Unlike the U.S., Japan, Europe and the U.K., Australia’s economy has so far avoided a recession, boosted by a mining boom that has kept unemployment close to the lowest level in more than three decades. The jobless rate was 4.3 percent in October.
To buttress the economy, Prime Minister Kevin Rudd said last week that he may allow the government’s budget to slip into deficit for the first time since 2002.
The government agreed with state leaders on Nov. 29 to spend A$15.1 billion ($9.8 billion), mainly on health and education, to generate 133,000 jobs. Rudd is also giving A$10.4 billion in cash grants to the elderly, first-home buyers and families.
Policy makers aim to strike a balance between bringing inflation, which surged to 5 percent in the third quarter, back within the bank’s target range of between 2 percent and 3 percent, while avoiding an unnecessary weakening in demand,” Stevens said last month.

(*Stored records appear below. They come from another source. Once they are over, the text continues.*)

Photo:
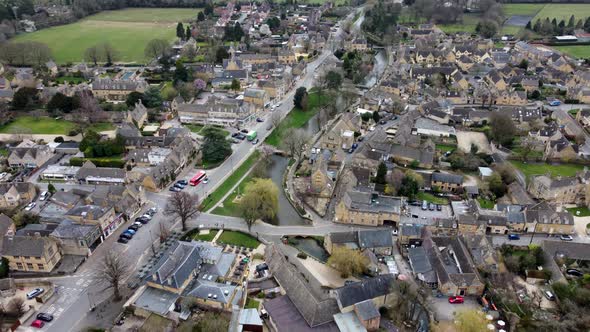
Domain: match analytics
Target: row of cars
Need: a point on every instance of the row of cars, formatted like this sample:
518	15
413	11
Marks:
137	224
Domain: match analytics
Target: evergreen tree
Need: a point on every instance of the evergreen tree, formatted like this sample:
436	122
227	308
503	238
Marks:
180	31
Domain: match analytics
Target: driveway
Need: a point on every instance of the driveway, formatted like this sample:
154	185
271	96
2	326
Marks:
443	310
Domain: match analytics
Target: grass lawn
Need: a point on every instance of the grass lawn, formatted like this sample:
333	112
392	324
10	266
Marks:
431	198
238	239
445	147
485	203
102	126
206	237
127	30
229	183
530	169
38	125
230	208
297	118
251	304
579	51
563	12
583	211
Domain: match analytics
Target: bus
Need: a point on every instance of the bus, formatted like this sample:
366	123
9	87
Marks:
201	175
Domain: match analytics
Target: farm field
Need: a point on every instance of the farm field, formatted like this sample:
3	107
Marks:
127	30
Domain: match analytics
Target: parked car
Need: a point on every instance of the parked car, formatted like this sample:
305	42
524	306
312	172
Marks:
125	236
38	323
456	299
574	272
34	293
44	195
44	317
565	237
549	295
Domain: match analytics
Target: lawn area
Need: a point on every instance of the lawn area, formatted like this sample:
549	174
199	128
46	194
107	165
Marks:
579	51
431	198
583	211
297	118
229	183
38	125
445	147
251	304
485	203
206	237
563	12
230	208
524	9
127	30
238	239
530	169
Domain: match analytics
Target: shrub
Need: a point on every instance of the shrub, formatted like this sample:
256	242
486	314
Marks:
302	255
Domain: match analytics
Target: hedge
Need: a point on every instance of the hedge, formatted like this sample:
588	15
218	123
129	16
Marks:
116	163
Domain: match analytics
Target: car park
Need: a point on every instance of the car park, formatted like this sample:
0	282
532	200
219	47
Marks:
38	323
574	272
565	237
456	299
30	206
44	317
34	293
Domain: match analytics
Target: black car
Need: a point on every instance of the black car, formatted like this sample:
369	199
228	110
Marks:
44	317
574	272
126	236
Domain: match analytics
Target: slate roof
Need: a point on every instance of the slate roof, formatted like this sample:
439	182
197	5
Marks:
366	289
366	310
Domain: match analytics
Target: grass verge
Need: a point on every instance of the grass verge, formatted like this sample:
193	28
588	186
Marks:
230	182
238	239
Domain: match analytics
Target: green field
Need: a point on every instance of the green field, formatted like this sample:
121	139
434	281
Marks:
581	51
46	126
127	30
238	239
563	12
297	118
530	169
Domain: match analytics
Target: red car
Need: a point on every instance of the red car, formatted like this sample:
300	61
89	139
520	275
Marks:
37	323
456	299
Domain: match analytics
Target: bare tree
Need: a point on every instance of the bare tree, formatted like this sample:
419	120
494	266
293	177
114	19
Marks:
294	141
113	270
182	205
275	119
17	306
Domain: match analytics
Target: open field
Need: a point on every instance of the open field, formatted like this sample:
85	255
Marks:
530	169
563	12
46	126
580	51
127	30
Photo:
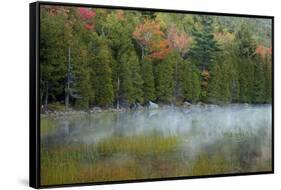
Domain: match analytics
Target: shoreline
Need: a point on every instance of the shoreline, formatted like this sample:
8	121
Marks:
99	110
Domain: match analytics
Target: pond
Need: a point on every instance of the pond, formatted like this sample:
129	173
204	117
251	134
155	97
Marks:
165	142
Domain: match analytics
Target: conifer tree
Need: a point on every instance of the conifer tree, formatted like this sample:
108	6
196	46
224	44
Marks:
164	82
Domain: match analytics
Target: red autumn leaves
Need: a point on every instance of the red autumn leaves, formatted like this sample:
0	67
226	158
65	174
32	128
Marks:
152	38
87	14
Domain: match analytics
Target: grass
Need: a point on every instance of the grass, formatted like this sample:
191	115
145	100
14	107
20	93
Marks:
47	126
116	158
145	156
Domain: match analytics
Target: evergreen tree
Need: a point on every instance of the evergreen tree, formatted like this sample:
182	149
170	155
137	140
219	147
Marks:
148	81
191	82
102	75
205	47
259	83
215	87
164	83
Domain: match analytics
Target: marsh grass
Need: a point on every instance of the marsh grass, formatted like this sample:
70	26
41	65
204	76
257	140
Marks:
116	158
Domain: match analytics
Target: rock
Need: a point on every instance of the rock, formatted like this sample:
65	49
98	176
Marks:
152	105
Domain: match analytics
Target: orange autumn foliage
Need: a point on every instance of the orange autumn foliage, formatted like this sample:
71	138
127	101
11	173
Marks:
149	34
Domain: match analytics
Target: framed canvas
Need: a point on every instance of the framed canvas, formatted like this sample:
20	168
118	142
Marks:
123	94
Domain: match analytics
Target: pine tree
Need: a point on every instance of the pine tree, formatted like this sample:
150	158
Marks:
102	75
148	81
205	46
259	83
164	83
215	87
191	82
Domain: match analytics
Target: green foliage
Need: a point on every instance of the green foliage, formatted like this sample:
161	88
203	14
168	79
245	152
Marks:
164	83
102	75
205	46
117	57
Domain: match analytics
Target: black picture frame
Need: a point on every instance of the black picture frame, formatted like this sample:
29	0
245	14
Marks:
34	93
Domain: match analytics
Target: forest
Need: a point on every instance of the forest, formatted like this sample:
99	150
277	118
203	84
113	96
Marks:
115	58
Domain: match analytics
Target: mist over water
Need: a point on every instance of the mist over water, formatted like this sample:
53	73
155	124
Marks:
207	124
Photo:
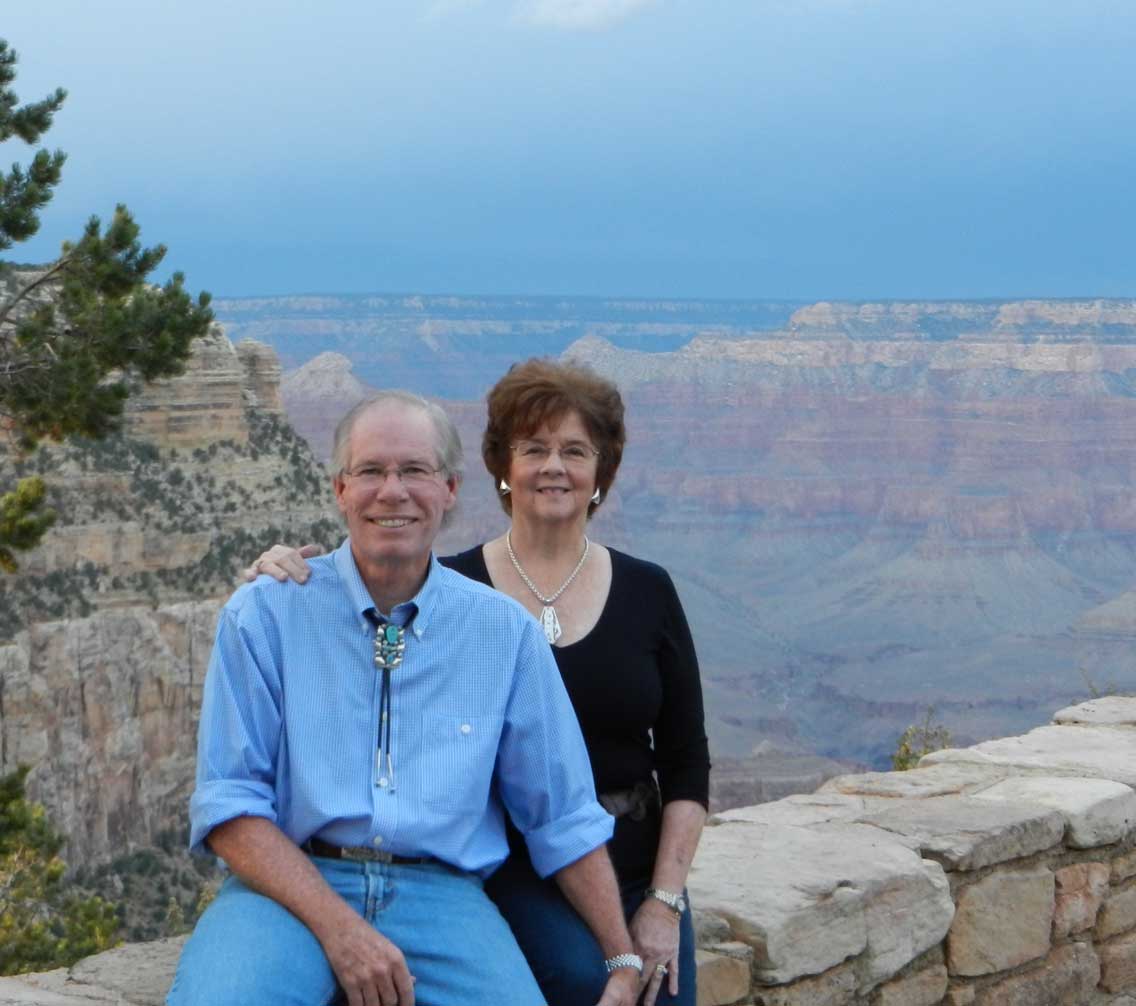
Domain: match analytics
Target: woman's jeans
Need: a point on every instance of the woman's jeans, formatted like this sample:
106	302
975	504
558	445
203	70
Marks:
248	949
565	957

The Reserve Bank expects the inflation rate will fall back within the target range in 2010. A TD Securities Ltd. index, published yesterday, showed consumer prices gained 3 percent in the 12 months through November, the smallest increase in more than a year.
Retail sales rose 0.2 percent in October, a report showed earlier today. David Jones Ltd., Australia’s second-biggest department store chain, said last week that sales in the three months ended Oct. 25 fell 6.3 percent.
Recent reports show the economy is slowing as consumers and businesses trim spending. Company investment growth cooled in the third quarter, business confidence plunged in October to a record low and consumers were pessimistic in November for a 10th straight month. House prices fell 1.8 percent in the third quarter, the most in 30 years.
A one percentage point cut in mortgage rates reduces repayments on an average A$250,000 home loan by almost A$180 a month.